On Tue, Jan 28, 2014 at 01:21:46PM +1000, David Gwynne wrote:
> 
> On 26 Jan 2014, at 11:31 am, Brad Smith <b...@comstyle.com> wrote:
> 
> > On 31/12/13 5:50 AM, Mike Belopuhov wrote:
> >> On 31 December 2013 09:46, Brad Smith <b...@comstyle.com> wrote:
> >>> On 31/12/13 3:14 AM, Mark Kettenis wrote:
> >>>>> 
> >>>>> Date: Tue, 31 Dec 2013 01:28:04 -0500
> >>>>> From: Brad Smith <b...@comstyle.com>
> >>>>> 
> >>>>> Don't count RX overruns and missed packets as inputs errors. They're
> >>>>> expected to increment when using MCLGETI.
> >>>>> 
> >>>>> OK?
> >>>> 
> >>>> 
> >>>> These may be "expected", but they're still packets that were not
> >>>> received.  And it is useful to know about these, for example when
> >>>> debugging TCP performance issues.
> >>> 
> >>> 
> >>> Well do we want to keep just the missed packets or both? Part of the
> >>> diff was inspired by this commit when I was looking at what counters
> >>> were incrementing..
> >>> 
> >>> for bge(4)..
> >>> 
> >>> revision 1.334
> >>> date: 2013/06/06 00:05:30;  author: dlg;  state: Exp;  lines: +2 -4;
> >>> dont count rx ring overruns as input errors. with MCLGETI controlling the
> >>> ring we expect to run out of rx descriptors as a matter of course, its not
> >>> an error.
> >>> 
> >>> ok mikeb@
> >>> 
> >>> 
> >> 
> >> it does screws up statistics big time.  does mpc counter follow 
> >> rx_overruns?
> >> why did we add them up both previously?
> > 
> > Yes, it does.

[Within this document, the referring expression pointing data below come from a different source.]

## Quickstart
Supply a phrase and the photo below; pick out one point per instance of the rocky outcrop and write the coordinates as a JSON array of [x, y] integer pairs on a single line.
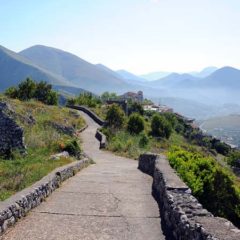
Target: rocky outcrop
[[11, 135], [21, 203], [183, 217]]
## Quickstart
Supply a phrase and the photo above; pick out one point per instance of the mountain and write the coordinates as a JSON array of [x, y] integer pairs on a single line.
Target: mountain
[[226, 77], [130, 77], [173, 80], [205, 72], [155, 75], [78, 71], [15, 68]]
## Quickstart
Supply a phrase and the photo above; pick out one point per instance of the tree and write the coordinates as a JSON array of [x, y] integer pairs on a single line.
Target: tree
[[135, 124], [42, 91], [160, 126], [52, 98], [115, 116], [107, 95], [136, 108], [12, 92], [26, 89]]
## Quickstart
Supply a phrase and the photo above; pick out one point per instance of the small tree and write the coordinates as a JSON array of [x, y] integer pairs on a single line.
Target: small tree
[[135, 124], [26, 89], [12, 92], [136, 108], [52, 98], [42, 91], [115, 116], [160, 126]]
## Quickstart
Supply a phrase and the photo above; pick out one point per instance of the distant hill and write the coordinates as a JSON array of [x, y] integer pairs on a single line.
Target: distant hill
[[204, 73], [15, 68], [173, 80], [130, 77], [226, 77], [155, 75], [78, 71]]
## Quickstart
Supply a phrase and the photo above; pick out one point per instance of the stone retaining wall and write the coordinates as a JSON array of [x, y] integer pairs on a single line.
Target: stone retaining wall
[[91, 114], [101, 138], [17, 206], [99, 135], [11, 135], [182, 216]]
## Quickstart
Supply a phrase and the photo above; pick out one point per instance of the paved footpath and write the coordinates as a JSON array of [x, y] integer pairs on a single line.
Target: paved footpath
[[108, 200]]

I can't say why exactly but before MCLGETI for most 
> > environments
> > it was unlikely to have RX overruns.
> 
> its not obvious?
> 
> rx rings are usually massively over provisioned. eg, my myx has 512 entries 
> in its
> rx ring. however, its interrupt mitigation is currently configured for 
> approximately
> 16k interrupts a second. if you're sustaining 1m pps, then you can divide 
> that by the
> interrupt rate to figure out the average usage of the rx ring. so 1000 / 16 
> is about
> 60-65 descriptors per interrupt. 512 is roughly an order of magnitude more 
> than what
> you need for that workload.
> 
> if you were hitting the ring limits before MCLGETI, then that means you dont 
> have
> enough cpu to process the pps. increasing the ring size would make it worse 
> cos you'd
> spend more time freeing mbufs because you were too far behind on the pps you 
> could
> deal with.

Ya, I don't know why I ultimately said I can't say why exactly as I was 
thinking about
what you said regaring having a lot of buffers allocated and that's why I said 
it was
unlikely to have RX overruns.

Since this was changed for bge(4) then the other drivers using MCLGETI should 
be changed
as well if there is consensus about not adding the RX overruns to the 
interfaces input
errors counter. But I think kettenis has a point as well that this information 
is useful
its just we don't have any way of exposing that info to userland.